オムレツロボットは無人のコーヒー屋さんみたいなものですよね。コーヒーの味って、気持ちのいい接客やその場所の雰囲気で何倍にも膨らむものじゃないですか。私はそういうコーヒーをいただいてこそ、心が豊かになると思うんですけどね。
井須:
私も同意見です。心配りやサービスというのは、人間にしかできないことですよね。でも人手不足でやらなければいけないことが次から次にあるという状況になると、心配りが難しくなる。そういう意味で人間が人間にしかできない仕事に専念するためのアシストをしてくれるAIというのは今後増えていくと思います。例えば農業の分野では、ディープラーニングによる画像認識技術から、商品にならない野菜を自動的に選別したり、育成状況を監視して自動で水や肥料を与えてくれたりすることで、人手不足を解消できる可能性があります。
社会を支えるAI
近年特に懸念されているフードロスの問題に関してはいかがでしょう?
井須:
AIを使えばたくさんの過去の売上データや天気、世の中のトレンドいった様々なビックデータを分析して、ある程度の需要予測ができるので、たとえばコンビニの商品なんかでも「この時期にはこういうものがこれだけ売れますよ」という予測が立てやすくなります。予測に基づいて生産する商品の種類や数、必要な材料の発注管理、物流に至るまでを最適化することができれば、フードロスの問題に限らず、環境問題、労働力不足の解消にもなりえます。そうした試みを業界全体で進めていくことで、AIが社会全体をよりよく最適化し、多くの社会問題を解決してくれるのではないかと期待しています。
浜内:
現在のAIは事業用と家庭用に大きく二分されているんですね。
井須:
家庭レベルのロスをなくしていくまでにはまだ研究が必要ですが、ただ、それもそこまで遠くない未来に実現できるのではないかと思います。

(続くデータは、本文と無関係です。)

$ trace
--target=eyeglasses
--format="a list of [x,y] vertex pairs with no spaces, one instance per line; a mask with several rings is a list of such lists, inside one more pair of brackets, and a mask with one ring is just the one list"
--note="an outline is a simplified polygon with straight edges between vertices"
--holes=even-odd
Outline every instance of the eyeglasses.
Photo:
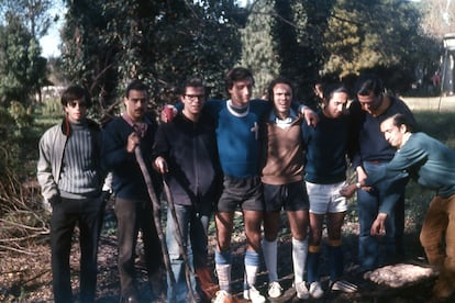
[[87,103],[86,102],[81,102],[81,101],[69,101],[67,104],[70,108],[76,108],[76,105],[79,105],[79,109],[80,108],[87,108]]
[[203,100],[206,98],[206,94],[185,94],[185,97],[191,101],[196,101],[196,100]]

これから先生には未来のキッチンのコンセプト・モデルをご覧いただければと思いますので、そこでもご意見をいただければと思います。
浜内:
それは楽しみです!ワクワクしちゃいますね!
浜内千波さんの最新作
『1日2杯のみそ汁で健康寿命を延ばす!』
(ナツメ社)/1,200円+税 128ページ
発売中
生活習慣病を遠ざけ、さまざまな病気の予防となる「みそ汁」の効能・魅力に迫った一冊。みそ研究の第一人者である渡邊敦光先生と浜内先生がタッグを組み、毎日の簡単みそ汁から全国各地のみそ料理までを徹底紹介。みそを「一味違った調味料」と捉えたレシピ・ページも楽しい。
後半には、次世代のキッチンが登場!
これからの料理や食生活についてお聞きします。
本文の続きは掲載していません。